Even though at its beginnings in 1913 the Federal Reserve System might have been legitimate in the limited role espoused for it, it could not transmogrify into the “complete-control” central bank that the Gold Clause cases of 1934-35 presumed for it on the basis of the Legal Tender decisions of 1871 and 1884. Such a metamorphosis would have required a comprehensive analysis and review by all three branches of the federal government, with the “peoples” reactions included. Congress passed the [Central] Banking Act of 1935 in the mistaken belief that such monetary omnipotence was already established, but the bewilderment and confusion of the Fed’s managers thereafter emphasized the unconstitutionality of this Act in addition to its folly.

[1] Peter Conti-Brown, “Is the Fed Unconstitutional? And Who Decides?” The Liberty Fund, Law and Liberty website.

[2] Richard H. Timberlake, Constitutional Money, A Review of the Supreme Court’s Monetary Decisions.
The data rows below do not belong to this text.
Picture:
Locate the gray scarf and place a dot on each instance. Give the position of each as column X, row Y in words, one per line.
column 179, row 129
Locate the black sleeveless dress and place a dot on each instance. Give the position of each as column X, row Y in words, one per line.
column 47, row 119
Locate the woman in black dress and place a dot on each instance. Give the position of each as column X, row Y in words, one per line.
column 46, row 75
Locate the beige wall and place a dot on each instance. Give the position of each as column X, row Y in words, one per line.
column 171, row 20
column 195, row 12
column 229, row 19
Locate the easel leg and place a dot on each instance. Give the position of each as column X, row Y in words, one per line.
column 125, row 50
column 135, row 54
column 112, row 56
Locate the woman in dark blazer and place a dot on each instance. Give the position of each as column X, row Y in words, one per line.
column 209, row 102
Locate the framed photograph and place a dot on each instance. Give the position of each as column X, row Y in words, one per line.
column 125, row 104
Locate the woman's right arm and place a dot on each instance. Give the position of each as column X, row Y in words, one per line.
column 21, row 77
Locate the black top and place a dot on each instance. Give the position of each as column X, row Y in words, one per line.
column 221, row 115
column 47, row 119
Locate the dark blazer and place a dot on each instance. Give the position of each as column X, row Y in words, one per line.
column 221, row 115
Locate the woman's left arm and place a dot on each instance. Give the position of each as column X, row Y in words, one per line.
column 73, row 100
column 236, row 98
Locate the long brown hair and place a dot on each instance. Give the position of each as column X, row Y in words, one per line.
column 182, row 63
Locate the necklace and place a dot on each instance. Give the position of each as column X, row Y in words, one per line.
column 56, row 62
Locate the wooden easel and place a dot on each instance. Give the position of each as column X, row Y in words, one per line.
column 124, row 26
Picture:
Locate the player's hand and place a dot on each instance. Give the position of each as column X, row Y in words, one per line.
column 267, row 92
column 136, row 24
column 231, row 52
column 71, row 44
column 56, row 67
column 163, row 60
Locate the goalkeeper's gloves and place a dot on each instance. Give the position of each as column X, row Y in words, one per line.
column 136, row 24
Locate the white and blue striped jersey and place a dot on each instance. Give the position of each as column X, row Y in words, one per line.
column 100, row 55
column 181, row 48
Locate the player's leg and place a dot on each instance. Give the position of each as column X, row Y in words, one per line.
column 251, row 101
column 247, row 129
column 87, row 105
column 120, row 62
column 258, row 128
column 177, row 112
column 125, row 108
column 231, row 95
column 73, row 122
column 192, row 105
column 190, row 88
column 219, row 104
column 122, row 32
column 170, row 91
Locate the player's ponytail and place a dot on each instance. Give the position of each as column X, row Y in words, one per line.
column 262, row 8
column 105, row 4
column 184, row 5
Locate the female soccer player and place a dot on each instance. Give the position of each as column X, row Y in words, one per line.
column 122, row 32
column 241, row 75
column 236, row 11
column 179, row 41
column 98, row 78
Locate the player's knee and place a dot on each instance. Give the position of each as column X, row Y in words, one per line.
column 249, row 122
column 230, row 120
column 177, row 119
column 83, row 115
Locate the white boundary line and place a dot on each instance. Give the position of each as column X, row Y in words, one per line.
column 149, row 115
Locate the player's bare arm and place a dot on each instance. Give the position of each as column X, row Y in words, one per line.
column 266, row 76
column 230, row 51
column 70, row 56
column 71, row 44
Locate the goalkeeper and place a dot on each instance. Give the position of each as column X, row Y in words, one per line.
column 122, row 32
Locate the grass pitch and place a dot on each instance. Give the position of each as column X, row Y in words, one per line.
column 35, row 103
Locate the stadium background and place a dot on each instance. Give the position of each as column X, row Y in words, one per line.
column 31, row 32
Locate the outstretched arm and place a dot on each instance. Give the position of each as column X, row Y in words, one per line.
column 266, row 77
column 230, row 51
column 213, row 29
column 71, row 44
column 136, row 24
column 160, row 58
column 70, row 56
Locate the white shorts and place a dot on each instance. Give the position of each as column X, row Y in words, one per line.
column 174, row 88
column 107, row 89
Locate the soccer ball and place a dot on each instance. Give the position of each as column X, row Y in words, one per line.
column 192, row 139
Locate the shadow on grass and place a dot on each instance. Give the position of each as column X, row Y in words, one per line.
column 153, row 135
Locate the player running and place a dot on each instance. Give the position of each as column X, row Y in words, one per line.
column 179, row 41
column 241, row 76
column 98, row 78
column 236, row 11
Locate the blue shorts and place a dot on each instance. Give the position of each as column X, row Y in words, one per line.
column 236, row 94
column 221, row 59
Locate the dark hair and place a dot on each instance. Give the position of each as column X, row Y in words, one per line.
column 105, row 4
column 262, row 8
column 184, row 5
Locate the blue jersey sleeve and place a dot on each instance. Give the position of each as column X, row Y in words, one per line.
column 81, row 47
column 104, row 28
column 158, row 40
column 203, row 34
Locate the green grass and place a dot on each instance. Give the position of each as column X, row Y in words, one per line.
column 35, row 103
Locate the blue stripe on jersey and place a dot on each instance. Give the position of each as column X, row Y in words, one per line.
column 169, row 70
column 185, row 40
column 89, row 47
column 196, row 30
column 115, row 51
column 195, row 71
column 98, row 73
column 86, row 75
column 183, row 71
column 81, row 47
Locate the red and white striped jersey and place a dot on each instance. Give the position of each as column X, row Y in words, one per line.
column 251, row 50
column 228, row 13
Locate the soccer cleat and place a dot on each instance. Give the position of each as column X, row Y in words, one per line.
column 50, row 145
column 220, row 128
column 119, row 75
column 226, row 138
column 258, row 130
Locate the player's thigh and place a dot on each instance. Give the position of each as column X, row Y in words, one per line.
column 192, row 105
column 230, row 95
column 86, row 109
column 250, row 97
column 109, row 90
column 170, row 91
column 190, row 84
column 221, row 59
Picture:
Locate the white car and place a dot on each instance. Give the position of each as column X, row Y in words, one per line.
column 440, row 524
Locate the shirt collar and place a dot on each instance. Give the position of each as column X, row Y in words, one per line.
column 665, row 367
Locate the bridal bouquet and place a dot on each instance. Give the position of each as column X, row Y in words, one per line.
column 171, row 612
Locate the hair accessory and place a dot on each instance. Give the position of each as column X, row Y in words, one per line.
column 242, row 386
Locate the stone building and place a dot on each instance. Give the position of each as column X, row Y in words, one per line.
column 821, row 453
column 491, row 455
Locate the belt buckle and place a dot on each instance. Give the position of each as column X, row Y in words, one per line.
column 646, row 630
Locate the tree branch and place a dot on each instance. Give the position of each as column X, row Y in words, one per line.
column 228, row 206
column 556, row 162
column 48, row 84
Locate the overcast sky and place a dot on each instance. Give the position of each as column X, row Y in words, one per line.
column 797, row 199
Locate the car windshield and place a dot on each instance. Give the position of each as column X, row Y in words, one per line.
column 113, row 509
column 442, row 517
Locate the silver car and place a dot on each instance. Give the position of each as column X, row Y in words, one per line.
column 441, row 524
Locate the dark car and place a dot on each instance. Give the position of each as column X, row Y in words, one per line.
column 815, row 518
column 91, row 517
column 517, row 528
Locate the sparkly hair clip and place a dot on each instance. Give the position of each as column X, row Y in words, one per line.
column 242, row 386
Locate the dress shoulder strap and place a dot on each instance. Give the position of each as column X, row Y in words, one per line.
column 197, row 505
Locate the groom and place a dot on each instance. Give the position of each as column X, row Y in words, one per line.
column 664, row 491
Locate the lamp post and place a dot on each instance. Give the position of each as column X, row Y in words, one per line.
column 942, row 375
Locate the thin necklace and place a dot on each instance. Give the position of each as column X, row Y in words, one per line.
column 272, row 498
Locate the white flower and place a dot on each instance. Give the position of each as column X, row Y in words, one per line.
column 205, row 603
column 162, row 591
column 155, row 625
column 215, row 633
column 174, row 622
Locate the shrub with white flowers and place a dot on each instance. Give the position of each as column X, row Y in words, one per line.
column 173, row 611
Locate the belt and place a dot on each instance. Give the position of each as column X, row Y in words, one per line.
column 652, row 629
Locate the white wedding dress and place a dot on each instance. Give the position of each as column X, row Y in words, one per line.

New York and Cambridge, England, Cambridge University Press and Cato Institute, 2013.

[3] See, Constitutional Money, chapter THIRTEEN, pp. 97-103. All five of the pro-greenback Republicans were appointed by Presidents Lincoln and Grant. In fact, Republican presidents throughout the post-war era, up to Wilson’s presidency, appointed almost all the justices. So the Court, from 1871 and after, was a “Republican” Court.

[4] Ibid., p. 103. My emphasis. Strong alleged here that because the power was denied the states, the Framers implied that the power be vested in the central government. Obviously, this presumption is a gross misrepresentation of the Framers words and thoughts. The power was explicitly denied the states, and implicitly denied the federal government.

[5] U.S., Wall pp.449-451.

[6] See Constitutional Money, pp. 222-223, from which I have paraphrased this section. See, particularly, the rigorous arguments of Justice Stephen Field who, as the last dissenter against this discretionary doctrine, futilely corrected the record for posterity. (1122)

[7] Gold became the single legal tender monetary commodity, while silver became a subsidiary currency similar to national bank notes—its monetary value preserved by its conversion into gold on fixed dollar terms.

[8] See, Richard H. Timberlake, Monetary Policy in the United States, An Intellectual and Institutional History. Chicago: University of Chicago Press, 1973, Chapter 15, “Advent of the Federal Reserve System,” pp.214-234.